The idea in the works at a diplomatic level is to replace Paragraph IV with an appendix outlining specific responses to specific threats.

This would a compromise to allay the fears of both sides. Greek Cypriots are still afraid of another Turkish intervention, while Turkish Cypriots do not feel secure without the physical presence of Ankara on the island. The aforementioned appendix could include individual threats, such as the following, as well as their remedies.

• If the Turkish side causes trouble concerning the return of areas to Greek Cypriot administration according to the property readjustment clause. This is a legitimate concern for Greek Cypriots and it could be handled with a full suspension of Turkey’s accession talks in the EU and freezing European funds earmarked for the Turkish Cypriot constituent state.

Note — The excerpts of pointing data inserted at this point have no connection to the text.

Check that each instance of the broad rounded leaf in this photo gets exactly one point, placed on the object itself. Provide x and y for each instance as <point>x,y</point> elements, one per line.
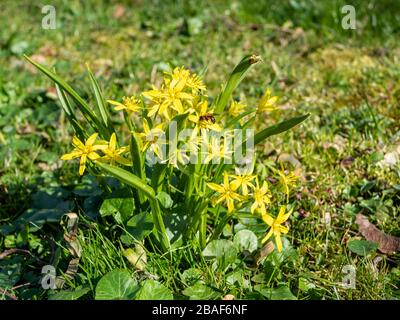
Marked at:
<point>119,204</point>
<point>153,290</point>
<point>70,295</point>
<point>222,250</point>
<point>245,240</point>
<point>116,285</point>
<point>362,247</point>
<point>200,291</point>
<point>138,227</point>
<point>280,293</point>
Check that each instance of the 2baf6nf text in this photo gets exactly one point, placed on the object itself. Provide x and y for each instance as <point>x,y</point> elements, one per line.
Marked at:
<point>201,309</point>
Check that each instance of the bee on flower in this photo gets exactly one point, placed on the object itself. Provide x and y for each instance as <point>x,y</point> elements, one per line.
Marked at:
<point>276,227</point>
<point>227,193</point>
<point>267,103</point>
<point>244,182</point>
<point>262,198</point>
<point>202,117</point>
<point>112,154</point>
<point>286,180</point>
<point>129,104</point>
<point>153,139</point>
<point>84,151</point>
<point>236,108</point>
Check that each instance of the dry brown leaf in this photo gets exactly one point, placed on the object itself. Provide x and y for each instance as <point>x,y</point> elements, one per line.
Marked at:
<point>265,251</point>
<point>386,243</point>
<point>119,11</point>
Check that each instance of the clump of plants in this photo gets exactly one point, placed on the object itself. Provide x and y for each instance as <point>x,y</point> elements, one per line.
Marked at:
<point>188,163</point>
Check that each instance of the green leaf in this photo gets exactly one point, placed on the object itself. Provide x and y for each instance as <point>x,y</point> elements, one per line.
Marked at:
<point>153,290</point>
<point>278,128</point>
<point>128,178</point>
<point>305,284</point>
<point>116,285</point>
<point>137,257</point>
<point>245,240</point>
<point>101,104</point>
<point>200,291</point>
<point>165,200</point>
<point>82,105</point>
<point>222,250</point>
<point>235,78</point>
<point>138,227</point>
<point>119,204</point>
<point>134,181</point>
<point>69,294</point>
<point>65,104</point>
<point>191,276</point>
<point>362,247</point>
<point>280,293</point>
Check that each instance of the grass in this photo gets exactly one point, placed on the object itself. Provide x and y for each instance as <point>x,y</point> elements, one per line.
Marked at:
<point>347,79</point>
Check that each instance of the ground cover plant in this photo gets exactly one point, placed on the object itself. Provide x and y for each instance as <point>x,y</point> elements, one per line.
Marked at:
<point>314,216</point>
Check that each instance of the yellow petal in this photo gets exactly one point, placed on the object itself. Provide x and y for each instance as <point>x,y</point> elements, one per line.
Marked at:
<point>123,161</point>
<point>82,164</point>
<point>216,187</point>
<point>113,142</point>
<point>72,155</point>
<point>278,242</point>
<point>78,143</point>
<point>269,234</point>
<point>91,139</point>
<point>283,229</point>
<point>267,219</point>
<point>230,205</point>
<point>93,156</point>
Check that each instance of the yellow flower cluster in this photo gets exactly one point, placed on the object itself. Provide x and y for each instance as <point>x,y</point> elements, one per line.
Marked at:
<point>246,188</point>
<point>87,150</point>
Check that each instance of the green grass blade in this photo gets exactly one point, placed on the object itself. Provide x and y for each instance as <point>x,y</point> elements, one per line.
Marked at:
<point>65,104</point>
<point>134,181</point>
<point>128,178</point>
<point>278,128</point>
<point>82,105</point>
<point>235,78</point>
<point>101,104</point>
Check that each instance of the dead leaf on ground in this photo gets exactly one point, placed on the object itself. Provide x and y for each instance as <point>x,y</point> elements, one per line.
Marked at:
<point>386,243</point>
<point>347,162</point>
<point>119,11</point>
<point>264,252</point>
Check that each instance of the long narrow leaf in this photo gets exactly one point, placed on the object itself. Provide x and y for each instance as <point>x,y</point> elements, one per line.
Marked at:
<point>134,181</point>
<point>65,104</point>
<point>101,104</point>
<point>82,105</point>
<point>235,78</point>
<point>279,128</point>
<point>128,178</point>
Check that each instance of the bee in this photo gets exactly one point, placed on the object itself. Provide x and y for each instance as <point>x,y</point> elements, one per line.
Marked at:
<point>207,117</point>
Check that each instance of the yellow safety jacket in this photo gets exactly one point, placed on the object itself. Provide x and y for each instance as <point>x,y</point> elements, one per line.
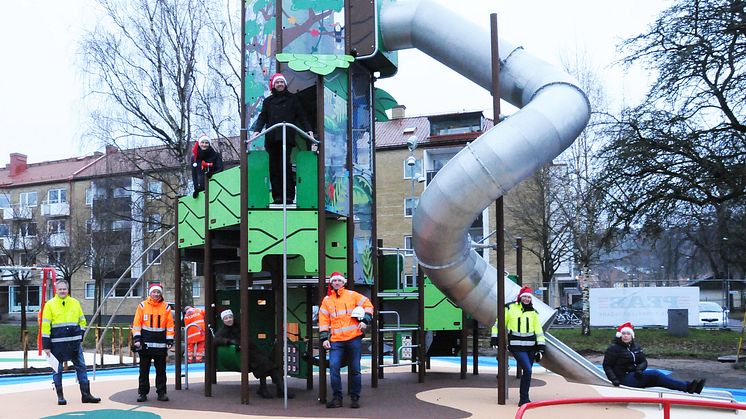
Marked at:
<point>524,328</point>
<point>62,327</point>
<point>335,315</point>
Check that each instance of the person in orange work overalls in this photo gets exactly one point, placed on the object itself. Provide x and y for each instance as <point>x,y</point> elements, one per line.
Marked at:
<point>194,323</point>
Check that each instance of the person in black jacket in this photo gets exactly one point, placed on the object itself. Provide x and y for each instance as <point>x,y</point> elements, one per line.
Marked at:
<point>625,363</point>
<point>206,161</point>
<point>280,106</point>
<point>259,364</point>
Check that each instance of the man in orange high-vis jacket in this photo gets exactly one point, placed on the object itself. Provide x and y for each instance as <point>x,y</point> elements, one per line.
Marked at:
<point>194,327</point>
<point>343,317</point>
<point>153,336</point>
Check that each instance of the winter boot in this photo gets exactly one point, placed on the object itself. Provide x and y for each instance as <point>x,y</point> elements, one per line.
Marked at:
<point>85,392</point>
<point>60,396</point>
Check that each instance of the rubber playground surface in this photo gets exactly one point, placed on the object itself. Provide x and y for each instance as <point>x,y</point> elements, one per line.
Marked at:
<point>399,395</point>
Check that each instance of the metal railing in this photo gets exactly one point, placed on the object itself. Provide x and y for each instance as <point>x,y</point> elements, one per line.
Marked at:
<point>665,403</point>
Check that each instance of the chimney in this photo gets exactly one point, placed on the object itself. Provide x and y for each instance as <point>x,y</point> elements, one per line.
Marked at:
<point>17,163</point>
<point>397,112</point>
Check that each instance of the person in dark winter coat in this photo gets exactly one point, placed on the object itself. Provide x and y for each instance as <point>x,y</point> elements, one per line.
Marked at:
<point>259,364</point>
<point>526,340</point>
<point>625,363</point>
<point>280,106</point>
<point>206,161</point>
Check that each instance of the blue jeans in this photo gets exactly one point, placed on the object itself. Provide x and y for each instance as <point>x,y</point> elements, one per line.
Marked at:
<point>653,378</point>
<point>337,353</point>
<point>79,363</point>
<point>525,360</point>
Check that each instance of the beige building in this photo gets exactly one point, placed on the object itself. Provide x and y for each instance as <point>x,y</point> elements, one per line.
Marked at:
<point>400,180</point>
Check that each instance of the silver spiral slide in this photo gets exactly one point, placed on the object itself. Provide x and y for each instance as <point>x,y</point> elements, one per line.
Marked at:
<point>553,112</point>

• If the Greek Cypriots take up arms and march into the Turkish Cypriot constituent state. As far removed a possibility as it may sound, it is a real concern for Turkish Cypriots who would be fully justified in asking for external help in this case.

• Taking action against extreme nationalist or even terrorist groups. The federal police are being considered as the most likely candidates in this case, with contributions from American and British intelligence experts.

• Greek Cypriots preventing Turkish Cypriot access to the federal government. In this case, the EU would intervene and suspend the state’s membership.

• External threat from a third country. This would be handled by the Cypriot army, combined with a wider European safety net.

Data from research studies in both communities show that all of the above is widely accepted, with the exception of the provision allowing Turkish Cypriots to request external help in the instance of Greek Cypriot aggression.